Forse nessun Paese è cosi simile e culturalmente e linguisticamente vicino all’Italia come la Francia. Eppure in questi giorni i nostri due Paesi vivono una crisi diplomatica e politica senza precedenti. O, a ben vedere, un precedente ci sarebbe: quello del 1940 più volte evocato in questi giorni sulla stampa, a cui però è impossibile pensare senza forzare l’orologio della storia e della realtà. La realtà è quella di due Paesi profondamente legati dall’esperienza di centinaia di migliaia di persone che lavorano e vivono al di qua e al di là delle Alpi.

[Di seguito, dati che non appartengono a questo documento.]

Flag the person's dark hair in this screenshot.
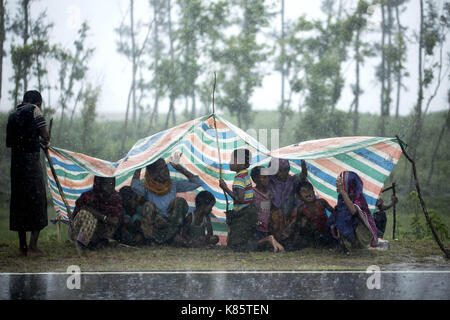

Basti pensare alle oltre duemilacinquecento aziende italiane in Francia, a legami culturali così straordinari che basta solo un nome, Leonardo da Vinci – il cui cinquecentesimo anniversario celebriamo insieme quest’anno e che è un simbolo di ciò che ci unisce – a dare il senso del ridicolo di chiunque voglia giocare – nel 2019 – con sentimenti nazionalistici.

Non indaghiamo o commentiamo ulteriormente qui le ragioni di questa situazione. Non è il compito di Europea. Però vogliamo esprimere tutto il nostro sconcerto per quanto accade, senza rinunciare minimamente a un altro sentimento, ancora più profondo: niente può dividerci. Nessun interesse particolare o strategico, nessuna polemica di corto respiro. Siamo francesi e italiani; siamo europei. Viene spontaneo in queste ore pensare a un ponte che lega passato e futuro, storie individuali e collettive. Viene spontaneo pensare a Valeria Solesin e Antonio Megalizzi, figli di una generazione che guarda al mondo, caduti in terra di Francia -vittime europee dell’odio e del fanatismo -, come molti anni prima vi caddero i fratelli Rosselli, simbolo di una generazione in lotta per quella libertà che oggi ci unisce nel comune spazio di pace e diritti che è l’Unione europea. E viene spontaneo alzare lo sguardo, andando indietro nella storia, e pensare a Lazzaro Ponticelli, emigrato italiano e ultimo sopravvissuto dei soldati dell’esercito francese della Prima Guerra Mondiale, che restò in quel Paese dedicandogli la propria vita anche nella ricostruzione. O a Ricciotti Garibaldi, che per la Francia combatté nel 1870 e che per la Francia perse due figli in guerra; figura che unisce il nostro più caro eroe risorgimentale, Giuseppe Garibaldi, alla storia francese.

Il mondo viaggia alla velocità della luce e della trasformazione robotica e digitale che possono mettere in discussione i valori umanistici che insieme abbiamo promosso. Dobbiamo guardare al futuro, e ai comuni impegni; non al passato e a litigi che così poco rappresentano ciò che veramente siamo.